Slop generated AI script:


import os
import requests
from urllib.parse import urlparse
from tqdm import tqdm
import logging

# Set up logging
logging.basicConfig(
    level=logging.DEBUG,
    format='%(asctime)s - %(levelname)s - %(message)s'
)
logger = logging.getLogger(__name__)

# Config
COMMUNITY = "albumartporn"
LEMMA_INSTANCE = "https://lemmy.world/"  # You can change this to a different instance
DEST_FOLDER = "albumartporn_images"
MAX_PAGES = 100  # Increased to download more images
SORT = "TopAll"  # Changed to get the best quality images first

os.makedirs(DEST_FOLDER, exist_ok=True)

def get_posts(page):
    url = f"{LEMMA_INSTANCE}/api/v3/post/list"
    params = {
        "community_name": COMMUNITY,
        "sort": SORT,
        "page": page
    }
    try:
        logger.debug(f"Fetching posts from page {page}")
        resp = requests.get(url, params=params)
        resp.raise_for_status()
        posts = resp.json().get("posts", [])
        logger.debug(f"Found {len(posts)} posts on page {page}")
        return posts
    except Exception as e:
        logger.error(f"Error fetching posts from page {page}: {e}")
        return []

def download_image(url, filename):
    try:
        logger.debug(f"Downloading image from {url}")
        resp = requests.get(url, stream=True, timeout=10)
        resp.raise_for_status()
        file_size = int(resp.headers.get('content-length', 0))
        logger.debug(f"Image size: {file_size} bytes")
        
        with open(filename, "wb") as f:
            for chunk in resp.iter_content(1024):
                f.write(chunk)
        logger.debug(f"Successfully downloaded {filename}")
    except Exception as e:
        logger.error(f"Failed to download {url}: {e}")

def is_image_url(url):
    is_img = url.lower().endswith((".jpg", ".jpeg", ".png", ".gif", ".webp"))
    logger.debug(f"URL {url} is image: {is_img}")
    return is_img

def main():
    logger.info(f"Starting download from {COMMUNITY} community")
    logger.info(f"Sorting by: {SORT}")
    logger.info(f"Maximum pages to process: {MAX_PAGES}")
    
    image_count = 0
    for page in range(1, MAX_PAGES + 1):
        logger.info(f"Processing page {page}/{MAX_PAGES}")
        posts = get_posts(page)
        if not posts:
            logger.warning(f"No more posts on page {page}.")
            break

        for post in tqdm(posts, desc=f"Page {page}"):
            post_data = post.get("post", {})
            url = post_data.get("url")

            if not url:
                logger.debug("Post has no URL, skipping")
                continue

            if not is_image_url(url):
                logger.debug(f"URL is not an image: {url}")
                continue

            parsed_url = urlparse(url)
            filename = os.path.basename(parsed_url.path)
            filepath = os.path.join(DEST_FOLDER, filename)
            
            if os.path.exists(filepath):
                logger.debug(f"File already exists: {filepath}")
                continue
                
            download_image(url, filepath)
            image_count += 1

    logger.info(f"✅ Download complete. Downloaded {image_count} images.")
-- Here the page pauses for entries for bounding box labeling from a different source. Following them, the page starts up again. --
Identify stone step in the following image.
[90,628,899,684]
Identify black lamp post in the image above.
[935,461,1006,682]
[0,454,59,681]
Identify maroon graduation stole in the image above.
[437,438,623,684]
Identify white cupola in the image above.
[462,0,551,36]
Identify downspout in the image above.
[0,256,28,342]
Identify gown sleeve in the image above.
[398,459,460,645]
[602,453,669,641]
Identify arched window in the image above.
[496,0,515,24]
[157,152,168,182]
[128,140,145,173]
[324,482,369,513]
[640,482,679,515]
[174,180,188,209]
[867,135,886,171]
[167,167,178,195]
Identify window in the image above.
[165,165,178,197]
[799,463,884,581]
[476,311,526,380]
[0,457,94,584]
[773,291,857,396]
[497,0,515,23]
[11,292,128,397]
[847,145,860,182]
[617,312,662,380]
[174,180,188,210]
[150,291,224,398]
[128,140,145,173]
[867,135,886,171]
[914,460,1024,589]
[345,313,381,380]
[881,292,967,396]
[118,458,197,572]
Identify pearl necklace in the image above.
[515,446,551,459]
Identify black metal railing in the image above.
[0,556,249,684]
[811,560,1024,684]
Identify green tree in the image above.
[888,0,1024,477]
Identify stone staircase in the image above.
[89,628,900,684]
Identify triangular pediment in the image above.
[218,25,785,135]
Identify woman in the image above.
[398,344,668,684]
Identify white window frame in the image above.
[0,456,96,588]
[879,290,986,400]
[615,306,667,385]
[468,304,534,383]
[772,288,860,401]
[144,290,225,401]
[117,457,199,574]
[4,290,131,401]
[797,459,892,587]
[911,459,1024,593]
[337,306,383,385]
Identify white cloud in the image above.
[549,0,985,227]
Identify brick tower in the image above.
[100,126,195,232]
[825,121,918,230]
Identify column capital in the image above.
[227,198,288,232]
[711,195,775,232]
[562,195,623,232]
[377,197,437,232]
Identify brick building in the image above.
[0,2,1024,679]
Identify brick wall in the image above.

if __name__ == "__main__":
    main()

[–] golden_zealot@lemmy.ml 7 points 1 day ago

There isn't a straightforward way to do it as far as I can see - most likely because instances usually don't want tonnes of requests for tonnes of data.

If you have knowledge in programming it would be feasible to write a script that either uses the Lemmy API to get this, or otherwise web scrape it.